Over the weekend, I drove west on the exciting Route 2, full of fog, ice, and twists, to the city of North Adams to visit my friend Emily and her husband Brian. Emily and I lived on the same floor freshmen year of college (and Brian lived in the building) and then again shared an apartment senior year. Now, she and Brian are both teachers and she runs the fabulous food blog, Relishments, in her spare time. Hi, Em!
While I was there, we visited Mass MoCA, which is not, as I first mistakenly thought, a fancy type of coffee chocolate drink but instead a fancy contemporary art museum located in a sprawling old mill complex.

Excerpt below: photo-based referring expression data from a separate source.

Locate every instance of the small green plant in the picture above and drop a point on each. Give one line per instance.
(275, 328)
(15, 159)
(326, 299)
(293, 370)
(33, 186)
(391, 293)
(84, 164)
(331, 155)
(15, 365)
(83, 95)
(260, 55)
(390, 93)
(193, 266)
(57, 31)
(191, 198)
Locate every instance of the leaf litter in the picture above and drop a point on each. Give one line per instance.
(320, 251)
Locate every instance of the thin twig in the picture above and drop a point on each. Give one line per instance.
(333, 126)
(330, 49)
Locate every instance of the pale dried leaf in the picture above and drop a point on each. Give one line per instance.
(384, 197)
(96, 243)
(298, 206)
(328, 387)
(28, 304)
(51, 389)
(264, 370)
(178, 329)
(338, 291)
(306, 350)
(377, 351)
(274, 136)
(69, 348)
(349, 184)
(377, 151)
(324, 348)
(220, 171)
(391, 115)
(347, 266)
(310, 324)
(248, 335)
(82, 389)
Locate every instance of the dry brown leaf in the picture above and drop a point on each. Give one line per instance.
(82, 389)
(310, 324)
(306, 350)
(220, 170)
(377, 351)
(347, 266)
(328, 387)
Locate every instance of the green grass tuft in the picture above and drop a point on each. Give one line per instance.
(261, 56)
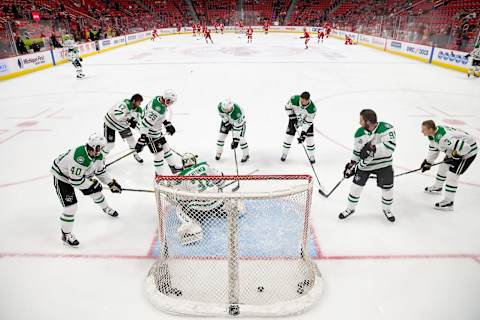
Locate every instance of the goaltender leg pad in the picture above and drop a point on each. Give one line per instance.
(65, 193)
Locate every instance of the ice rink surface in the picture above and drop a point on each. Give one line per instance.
(424, 266)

Contemporary art, especially large-scale installations, is probably my most favorite art. I love trying to figure out what the artist was saying or figuring out what I feel about a piece (which is usually very different than what the artist was trying to express). And often, I revel in the sheer oddness or zaniness of the pieces.
A gallery overlooking the flying pews contained this lovely art quilt. The quilt itself is a pre-Civil War Drunkard’s Path quilt, repurposed by Sanford Biggers.

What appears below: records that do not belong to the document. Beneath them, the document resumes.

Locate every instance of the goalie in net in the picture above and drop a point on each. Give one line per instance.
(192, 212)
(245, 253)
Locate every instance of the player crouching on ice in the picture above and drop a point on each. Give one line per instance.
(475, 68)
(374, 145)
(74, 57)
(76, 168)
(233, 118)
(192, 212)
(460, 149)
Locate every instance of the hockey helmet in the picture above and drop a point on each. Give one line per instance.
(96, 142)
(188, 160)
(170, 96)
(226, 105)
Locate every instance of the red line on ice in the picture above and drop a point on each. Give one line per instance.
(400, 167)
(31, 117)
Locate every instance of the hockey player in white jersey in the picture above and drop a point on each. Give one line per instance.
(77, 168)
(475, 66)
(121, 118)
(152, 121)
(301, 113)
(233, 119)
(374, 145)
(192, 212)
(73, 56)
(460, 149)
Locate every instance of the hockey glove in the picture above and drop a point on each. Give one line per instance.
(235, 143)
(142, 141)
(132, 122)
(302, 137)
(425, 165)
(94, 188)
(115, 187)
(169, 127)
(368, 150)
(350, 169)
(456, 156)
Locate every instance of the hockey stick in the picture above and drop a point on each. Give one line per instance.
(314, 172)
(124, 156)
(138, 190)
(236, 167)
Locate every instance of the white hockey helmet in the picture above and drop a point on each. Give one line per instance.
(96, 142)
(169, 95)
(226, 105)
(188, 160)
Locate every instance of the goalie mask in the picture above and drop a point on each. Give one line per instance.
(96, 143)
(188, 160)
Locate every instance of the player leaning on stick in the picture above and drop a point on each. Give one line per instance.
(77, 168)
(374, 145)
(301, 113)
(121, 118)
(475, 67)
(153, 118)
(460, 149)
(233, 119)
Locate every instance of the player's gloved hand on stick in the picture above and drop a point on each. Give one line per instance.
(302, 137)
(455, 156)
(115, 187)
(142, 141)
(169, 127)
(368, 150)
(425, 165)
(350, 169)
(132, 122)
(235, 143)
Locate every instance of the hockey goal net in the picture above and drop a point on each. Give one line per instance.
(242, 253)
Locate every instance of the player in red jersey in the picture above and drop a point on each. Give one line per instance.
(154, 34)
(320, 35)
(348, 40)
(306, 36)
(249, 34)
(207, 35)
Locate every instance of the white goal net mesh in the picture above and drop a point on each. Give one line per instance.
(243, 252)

One gallery contained a giant fish trap made from found wood and beat-up furniture.
Another contained giant orange snowmen, made from foam, capacitors, and mango seeds
My favorite three (three!) floors of MoCA were the Sol LeWitt retrospective (the link leads to the museum’s Sol LeWitt exhibit floor plan so you can see how the exhibit was laid out). The bottom floor had walls drawn with thousands of lines, some in wild tangles and others drawn to grid preciseness. The second floor (and my favorite) had walls painted with grids, boxes, and swoops of color. Their edges were razor-straight and the color had so much depth.

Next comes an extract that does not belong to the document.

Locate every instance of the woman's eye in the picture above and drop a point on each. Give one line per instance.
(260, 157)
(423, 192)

The colors used on the third floor were both louder in hue but also flatter. On the second floor, color was layered and stippled with cloth but on the third floor, it was painted on, one-dimensional and brightly assaulting.
There also were a few pieces that explored the relationship between matte and shiny paint.
All in all, I loved it. I loved LeWitt’s sense of vibrancy and exuberance within such tightly controlled parameters. I loved the colors used for the bright pieces and I loved the sense of time and effort that went into each piece. Each piece was painted right onto the wall, which I also thought was really neat. Also on some pieces, there was a little diagram (again, drawn directly onto the wall) explaining how each figure was to be drawn. It was clear, orderly, and logical while being lively.
Mass MoCA is a fantastic museum; I wanted to bring my sleeping bag and move in. And so many of LeWitt’s work provided quilting ideas – both in block shape and design and quilting patterns. And a quick Google search showed me that I’m not the only one who thinks this way!